En date du même jour, ils furent entendus par un agent du service de police judiciaire, section police des étrangers et des jeux, de la gendarmerie grand-ducale sur l’itinéraire suivi pour venir au Luxembourg et sur leur identité.

Les époux CEKOVIC-… furent entendus séparément en date du 6 septembre 1999 par un agent du ministère de la Justice sur les motifs à la base de leur demande d’asile.

Le ministre de la Justice informa les époux CEKOVIC-…, par décision du 11 décembre 2000, notifiée en date du 26 janvier 2001, de ce que leur demande avait été rejetée au motif qu’ils n’allégueraient aucune crainte raisonnable de persécution susceptible de rendre leur vie intolérable dans leur pays, de sorte qu’aucune crainte justifiée de persécution en raison d’opinions politiques, de la race, de la religion, de la nationalité ou de l’appartenance à un certain groupe social ne serait établie dans leur chef.

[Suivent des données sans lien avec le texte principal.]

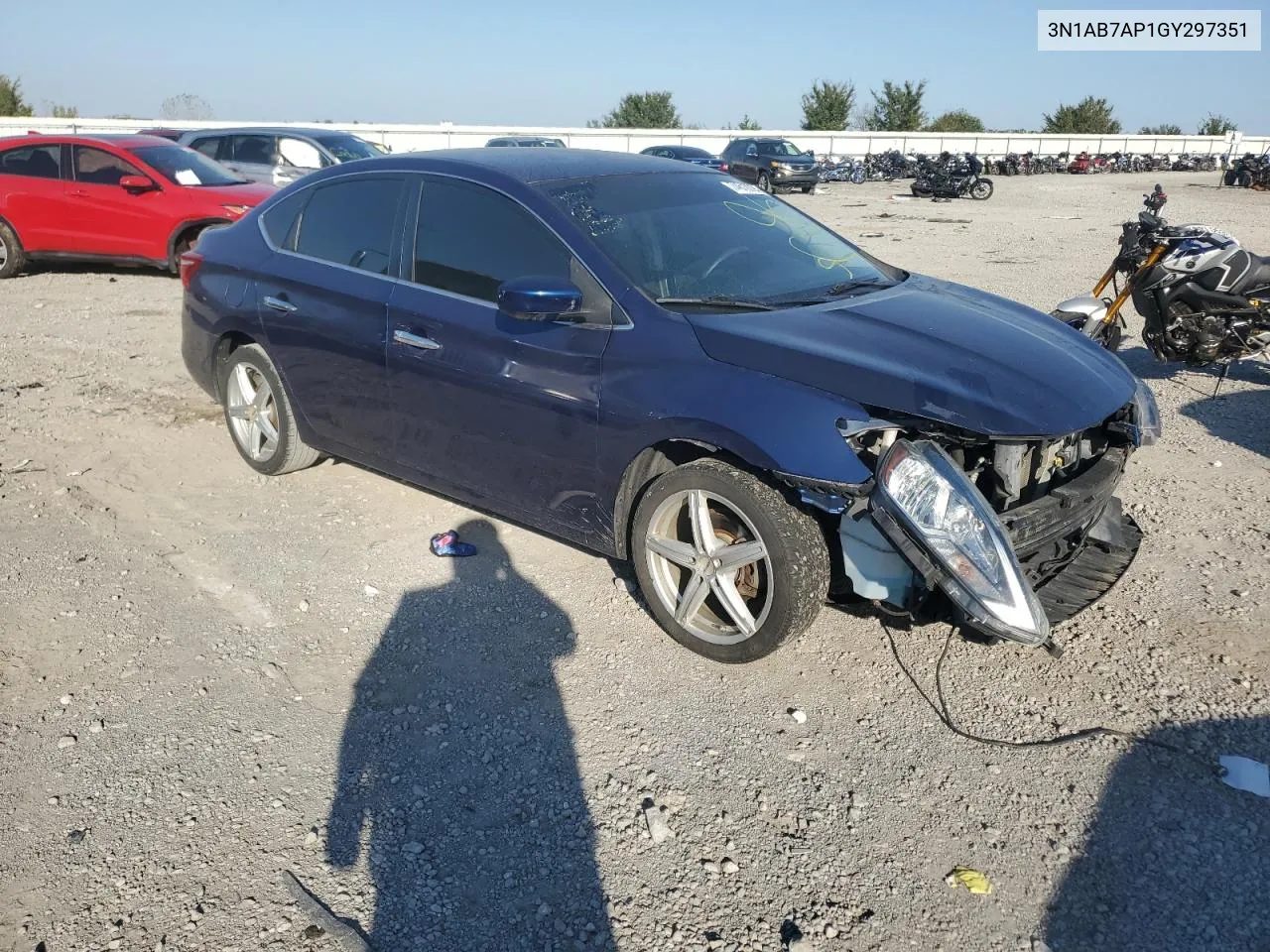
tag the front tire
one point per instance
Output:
(13, 259)
(729, 569)
(259, 416)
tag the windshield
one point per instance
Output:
(347, 149)
(784, 148)
(185, 167)
(693, 235)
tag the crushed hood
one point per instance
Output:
(935, 349)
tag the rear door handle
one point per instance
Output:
(408, 339)
(277, 303)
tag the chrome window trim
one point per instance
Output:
(413, 240)
(264, 235)
(409, 244)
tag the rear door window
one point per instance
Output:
(352, 222)
(255, 150)
(96, 167)
(32, 162)
(282, 220)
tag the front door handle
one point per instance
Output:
(277, 303)
(408, 339)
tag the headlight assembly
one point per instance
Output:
(924, 495)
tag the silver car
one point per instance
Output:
(278, 157)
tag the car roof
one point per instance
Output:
(270, 131)
(117, 140)
(527, 167)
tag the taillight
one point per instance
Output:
(190, 263)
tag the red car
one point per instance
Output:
(134, 199)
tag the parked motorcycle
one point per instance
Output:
(1203, 298)
(952, 177)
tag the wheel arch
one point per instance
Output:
(226, 344)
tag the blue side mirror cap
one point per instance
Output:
(539, 298)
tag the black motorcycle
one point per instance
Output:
(952, 177)
(1203, 298)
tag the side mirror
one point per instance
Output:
(539, 298)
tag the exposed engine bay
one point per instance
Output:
(1051, 498)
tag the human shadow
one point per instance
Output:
(1241, 416)
(457, 775)
(1175, 860)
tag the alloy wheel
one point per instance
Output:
(710, 567)
(253, 412)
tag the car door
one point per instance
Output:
(32, 197)
(105, 218)
(498, 411)
(322, 298)
(253, 157)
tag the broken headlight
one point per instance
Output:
(930, 499)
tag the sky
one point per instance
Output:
(561, 62)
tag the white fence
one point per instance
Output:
(409, 139)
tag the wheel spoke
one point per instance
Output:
(739, 553)
(734, 604)
(672, 549)
(702, 529)
(690, 602)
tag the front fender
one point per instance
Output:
(769, 422)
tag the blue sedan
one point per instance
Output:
(666, 365)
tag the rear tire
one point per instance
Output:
(742, 611)
(13, 259)
(259, 416)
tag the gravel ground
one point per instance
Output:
(207, 678)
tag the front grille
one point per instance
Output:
(1074, 507)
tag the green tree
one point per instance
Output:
(10, 98)
(898, 108)
(826, 105)
(1215, 125)
(642, 111)
(1089, 117)
(956, 121)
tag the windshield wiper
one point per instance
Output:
(739, 303)
(839, 290)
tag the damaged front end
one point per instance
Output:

Le recours gracieux introduit par les époux CEKOVIC-… suivant courrier de leur mandataire du 16 février 2001 s’étant soldé par une décision confirmative du même ministre du 9 mars 2001, ils ont fait introduire, tant en leur nom personnel qu’en nom et pour compte de leurs enfants mineurs … et …, un recours en réformation à l’encontre de la décision ministérielle initiale de refus du 11 décembre 2000 par requête déposée le 9 avril 2001.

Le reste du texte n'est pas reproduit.